Sparse Autoencoders (SAE)
An SAE decomposes activations into a set of "monosemantic" features. By projecting dense vectors into a higher-dimensional space, we find latents that correspond to specific concepts (e.g., "Wall ahead").
TopK SAEs
Instead of using an L1 penalty to force sparsity, we use TopK SAEs. These restrict the model to exactly $k$ active features per input. This makes the internal logic cleaner and easier to analyze compared to standard ReLU SAEs.

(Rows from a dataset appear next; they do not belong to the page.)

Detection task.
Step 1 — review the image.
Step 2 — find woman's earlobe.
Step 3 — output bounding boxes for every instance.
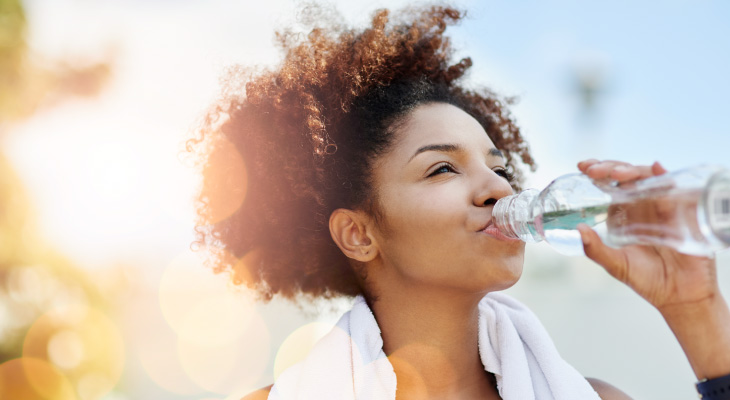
[329,208,377,262]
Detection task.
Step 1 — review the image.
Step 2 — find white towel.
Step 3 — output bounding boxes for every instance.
[269,293,600,400]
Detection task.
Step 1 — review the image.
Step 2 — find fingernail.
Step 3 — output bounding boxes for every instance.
[577,224,591,245]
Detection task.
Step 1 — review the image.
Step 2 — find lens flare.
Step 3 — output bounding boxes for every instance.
[177,301,270,395]
[0,357,76,400]
[274,322,333,379]
[48,329,84,369]
[23,306,124,400]
[159,251,255,338]
[202,139,248,224]
[135,318,203,396]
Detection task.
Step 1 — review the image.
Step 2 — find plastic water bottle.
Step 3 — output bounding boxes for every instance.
[492,166,730,256]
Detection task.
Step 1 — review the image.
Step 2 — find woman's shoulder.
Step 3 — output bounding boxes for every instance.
[241,385,274,400]
[584,378,633,400]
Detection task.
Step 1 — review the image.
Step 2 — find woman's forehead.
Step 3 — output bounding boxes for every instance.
[386,103,494,157]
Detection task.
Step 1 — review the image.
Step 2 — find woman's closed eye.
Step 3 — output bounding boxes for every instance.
[428,163,456,178]
[494,168,515,183]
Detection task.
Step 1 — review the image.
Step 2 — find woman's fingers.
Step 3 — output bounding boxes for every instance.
[578,159,667,183]
[578,224,629,283]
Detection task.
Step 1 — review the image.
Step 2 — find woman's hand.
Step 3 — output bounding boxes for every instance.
[578,160,719,311]
[578,160,730,379]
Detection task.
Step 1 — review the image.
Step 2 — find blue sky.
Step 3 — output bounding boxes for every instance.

Natural Language Labeling (NLA)
To avoid manual inspection of thousands of features, we use an NLA Explainer. This tool takes the top activations for a feature and uses a Language Model to generate a human-readable label (e.g., "Feature #402: Activates when a red key is visible").
graph LR
Act[Dense Activation] --> Enc[Encoder]
Enc --> Lat[TopK Sparse Latents]
Lat --> NLA[LLM Labeling]
Lat --> Dec[Decoder]
Dec --> Rec[Reconstruction]
style Lat fill:#dfd,stroke:#333
Activation Steering
Steering involves adding a "direction" vector to the model's activations to shift its behavior. This is often done using Contrastive Activation Addition.
Steering Pipeline
- Collect States: Gather activations for two contrasting behaviors (e.g., "Moving Fast" vs "Moving Slow").
- Compute Vector: Calculate the difference between the mean activations of these two sets.
- Inject: Add this vector (multiplied by a coefficient) to the model during inference.
graph TD
A[Mean Act: Behavior A] --> Diff[Steering Vector = A - B]
B[Mean Act: Behavior B] --> Diff
In[Current Input] --> Model[DT Model]
Diff -->|Add with Gain λ| Model
Model --> Out[Modified Behavior]
Cross-Architecture Universality Probes
We use Universality Probes to check if features are model-specific or "universal" to the task. By comparing the SAE features of a Decision Transformer with the activations of a different model (like a DQN) trained on the same environment, we can identify shared representational spaces.
- High Correlation: Suggests the feature is a fundamental concept required to solve the task (e.g., "The concept of a wall").
- Low Correlation: Suggests the feature might be an artifact of the specific architecture or training algorithm.